A quelques jours d'une « journée nationale de mobilisation » organisée dimanche par les opposants, le président de l'Assemblée nationale, Bernard Accoyer, a annoncé l'examen le 10 mai, en procédure d'urgence, de la proposition de loi de Christian Jacob (UMP). Celle-ci vise à interdire l'exploration et l'exploitation de ces hydrocarbures non-conventionnels.
En vertu de la procédure d'urgence, décidée par le gouvernement, qui limite l'examen parlementaire à une seule lecture par l'Assemblée et le Sénat, une interdiction devrait être votée avant la fin de juin.
La proposition de M. Jacob prévoit l'abrogation des permis d'exploration pour le gaz et l'huile de schiste ainsi que l'interdiction de leur exploitation par fracturation hydraulique, une technique contestée par les écologistes.

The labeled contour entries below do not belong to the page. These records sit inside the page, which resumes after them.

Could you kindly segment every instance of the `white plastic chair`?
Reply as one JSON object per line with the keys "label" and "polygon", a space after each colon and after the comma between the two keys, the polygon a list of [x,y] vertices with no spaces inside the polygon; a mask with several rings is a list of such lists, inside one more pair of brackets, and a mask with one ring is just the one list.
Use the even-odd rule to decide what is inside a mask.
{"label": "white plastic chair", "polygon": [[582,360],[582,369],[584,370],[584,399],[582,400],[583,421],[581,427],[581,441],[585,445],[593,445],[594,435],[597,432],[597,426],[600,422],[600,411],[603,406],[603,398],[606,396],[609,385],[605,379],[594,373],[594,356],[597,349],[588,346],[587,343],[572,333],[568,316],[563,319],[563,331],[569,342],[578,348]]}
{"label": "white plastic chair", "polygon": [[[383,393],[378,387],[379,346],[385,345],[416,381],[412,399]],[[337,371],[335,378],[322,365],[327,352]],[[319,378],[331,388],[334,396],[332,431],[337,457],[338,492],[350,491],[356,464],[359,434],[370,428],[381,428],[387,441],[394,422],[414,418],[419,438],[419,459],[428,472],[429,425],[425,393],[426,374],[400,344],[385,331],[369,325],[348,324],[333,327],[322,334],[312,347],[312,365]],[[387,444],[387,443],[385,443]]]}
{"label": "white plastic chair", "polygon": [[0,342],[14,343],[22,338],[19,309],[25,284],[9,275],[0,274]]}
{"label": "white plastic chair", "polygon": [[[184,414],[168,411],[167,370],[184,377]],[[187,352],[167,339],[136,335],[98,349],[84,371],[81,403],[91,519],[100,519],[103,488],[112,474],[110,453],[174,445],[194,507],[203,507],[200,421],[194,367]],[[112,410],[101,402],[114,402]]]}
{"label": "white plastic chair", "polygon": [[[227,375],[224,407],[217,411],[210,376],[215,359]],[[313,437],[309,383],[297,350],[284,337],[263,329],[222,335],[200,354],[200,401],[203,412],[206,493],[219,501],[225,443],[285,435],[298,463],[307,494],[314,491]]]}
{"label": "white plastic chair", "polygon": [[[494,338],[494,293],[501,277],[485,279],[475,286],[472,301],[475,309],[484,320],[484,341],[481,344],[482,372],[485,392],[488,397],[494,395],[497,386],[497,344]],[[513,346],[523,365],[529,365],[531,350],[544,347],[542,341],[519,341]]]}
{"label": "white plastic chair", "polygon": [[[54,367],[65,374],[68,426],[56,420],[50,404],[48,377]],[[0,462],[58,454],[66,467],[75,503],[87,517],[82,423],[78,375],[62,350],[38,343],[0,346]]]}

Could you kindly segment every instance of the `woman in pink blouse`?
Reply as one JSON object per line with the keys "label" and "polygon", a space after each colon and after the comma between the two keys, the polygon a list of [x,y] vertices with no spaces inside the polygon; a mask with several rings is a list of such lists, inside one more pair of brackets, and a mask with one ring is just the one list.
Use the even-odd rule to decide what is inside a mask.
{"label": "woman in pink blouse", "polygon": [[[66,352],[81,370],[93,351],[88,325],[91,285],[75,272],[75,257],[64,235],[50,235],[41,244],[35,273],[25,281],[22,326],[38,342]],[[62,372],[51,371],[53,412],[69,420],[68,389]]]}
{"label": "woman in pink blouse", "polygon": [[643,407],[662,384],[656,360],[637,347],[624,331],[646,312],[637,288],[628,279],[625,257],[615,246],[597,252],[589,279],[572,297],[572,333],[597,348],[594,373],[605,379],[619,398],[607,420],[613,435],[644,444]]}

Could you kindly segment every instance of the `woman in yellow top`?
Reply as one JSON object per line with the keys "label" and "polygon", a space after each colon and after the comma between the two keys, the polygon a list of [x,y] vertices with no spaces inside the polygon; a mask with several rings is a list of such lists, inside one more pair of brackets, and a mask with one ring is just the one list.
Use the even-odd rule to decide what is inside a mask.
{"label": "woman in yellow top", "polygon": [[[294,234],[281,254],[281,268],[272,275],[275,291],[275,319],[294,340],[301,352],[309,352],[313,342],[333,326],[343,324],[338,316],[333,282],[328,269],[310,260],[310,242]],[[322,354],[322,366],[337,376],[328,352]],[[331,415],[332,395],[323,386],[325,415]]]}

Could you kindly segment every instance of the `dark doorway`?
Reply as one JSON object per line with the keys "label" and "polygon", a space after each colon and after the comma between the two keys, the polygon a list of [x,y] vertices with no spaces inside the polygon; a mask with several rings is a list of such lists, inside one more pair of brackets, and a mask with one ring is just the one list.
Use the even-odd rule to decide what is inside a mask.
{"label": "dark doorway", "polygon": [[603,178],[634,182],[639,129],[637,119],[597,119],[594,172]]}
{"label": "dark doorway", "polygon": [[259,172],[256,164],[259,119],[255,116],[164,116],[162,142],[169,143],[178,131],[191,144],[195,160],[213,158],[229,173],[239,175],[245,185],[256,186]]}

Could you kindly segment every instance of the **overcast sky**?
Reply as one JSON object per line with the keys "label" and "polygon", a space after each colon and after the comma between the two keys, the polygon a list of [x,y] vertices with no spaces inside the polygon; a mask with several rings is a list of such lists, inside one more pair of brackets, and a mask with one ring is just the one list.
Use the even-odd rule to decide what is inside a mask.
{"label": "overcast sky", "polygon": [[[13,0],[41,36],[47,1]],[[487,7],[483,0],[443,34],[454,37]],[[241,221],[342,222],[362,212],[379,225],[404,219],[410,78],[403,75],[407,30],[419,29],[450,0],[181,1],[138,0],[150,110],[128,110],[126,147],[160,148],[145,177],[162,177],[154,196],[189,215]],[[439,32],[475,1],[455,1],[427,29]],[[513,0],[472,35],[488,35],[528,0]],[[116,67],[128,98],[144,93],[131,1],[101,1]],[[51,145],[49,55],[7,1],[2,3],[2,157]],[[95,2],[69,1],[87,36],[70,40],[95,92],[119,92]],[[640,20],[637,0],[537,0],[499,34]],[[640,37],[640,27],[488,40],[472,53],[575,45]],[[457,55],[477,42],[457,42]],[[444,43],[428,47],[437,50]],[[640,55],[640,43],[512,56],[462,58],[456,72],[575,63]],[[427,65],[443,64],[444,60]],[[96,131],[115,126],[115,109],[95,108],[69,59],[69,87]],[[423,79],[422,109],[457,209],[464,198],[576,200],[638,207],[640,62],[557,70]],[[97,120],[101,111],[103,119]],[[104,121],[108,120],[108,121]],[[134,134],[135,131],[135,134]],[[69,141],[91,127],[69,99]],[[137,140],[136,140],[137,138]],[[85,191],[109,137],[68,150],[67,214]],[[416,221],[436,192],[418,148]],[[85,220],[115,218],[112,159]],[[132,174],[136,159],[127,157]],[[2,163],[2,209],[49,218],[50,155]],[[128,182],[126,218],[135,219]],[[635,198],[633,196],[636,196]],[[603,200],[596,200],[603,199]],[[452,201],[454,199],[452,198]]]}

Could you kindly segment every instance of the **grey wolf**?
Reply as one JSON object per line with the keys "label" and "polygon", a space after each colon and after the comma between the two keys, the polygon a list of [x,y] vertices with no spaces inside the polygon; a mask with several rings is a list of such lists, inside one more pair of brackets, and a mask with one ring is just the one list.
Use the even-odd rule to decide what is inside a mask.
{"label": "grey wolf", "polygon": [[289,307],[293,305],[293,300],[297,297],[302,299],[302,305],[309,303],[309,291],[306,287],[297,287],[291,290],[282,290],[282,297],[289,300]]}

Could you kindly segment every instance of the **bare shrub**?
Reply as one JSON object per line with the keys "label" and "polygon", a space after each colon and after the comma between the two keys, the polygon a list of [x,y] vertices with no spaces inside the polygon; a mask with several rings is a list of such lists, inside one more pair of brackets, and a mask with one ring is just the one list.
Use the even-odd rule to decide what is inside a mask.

Les opposants estiment notamment que cette technique, impliquant l'injection sous pression dans le sous-sol de grandes quantités d'eau et de produits chimiques pour fracturer les roches qui contiennent le gaz ou l'huile, peut entraîner la contamination des nappes phréatiques.
Deux autres propositions de loi analogues, une socialiste et une de Jean-Louis Borloo (Parti radical), sont déposées à l'Assemblée.
M. Accoyer a précisé mardi avoir demandé « au gouvernement, au président de la commission, aux deux présidents des groupes concernés d'essayer de trouver une solution de discussion commune ».
France Nature Environnement (FNE), qui fédére 3.000 associations, a salué « une victoire de la mobilisation citoyenne », se félicitant « que les parlementaires, toutes tendances confondues, ainsi que le gouvernement aient entendu la voix des Français et la puissante contestation ».
« C'est une étape importante. La seconde étape qui devra suivre sera une réforme du code minier. Il est désormais évident que le code minier est caduc par rapport aux questions environnementales », a pour sa part souligné M. Bové.
La ministre de l'Ecologie, Nathalie Kosciuko-Morizet, avait rappelé vendredi sa « grande réserve » sur les projets d'exploration de gaz et d'huile de schiste.
« Sur la base de ce qui se passe aux Etats-Unis, l'exploitation telle qu'elle est proposée n'est pas possible », avait-elle dit sur France Inter.
Mais elle avait aussi pointé le « risque juridique », en cas d'interdiction, « d'avoir à indemniser » les industriels qui ont obtenu les permis d'exploration.
Des permis d'exploration ont été accordés pour le gaz de schiste au printemps de 2010 dans le sud de la France et pour l'huile de schiste en 2008 et 2009 dans le Bassin parisien.
A la suite de la forte mobilisation, les travaux sont suspendus pour le gaz de schiste dans l'attente des conclusions d'une mission d'évaluation sur les enjeux environnementaux prévues à la fin de mai.
Pour l'huile de schiste, seuls des forages conventionnels sont autorisés à partir du 15 avril, date à laquelle doit être remis le rapport d'étape de cette mission, mais sans recours à la fracturation hydraulique.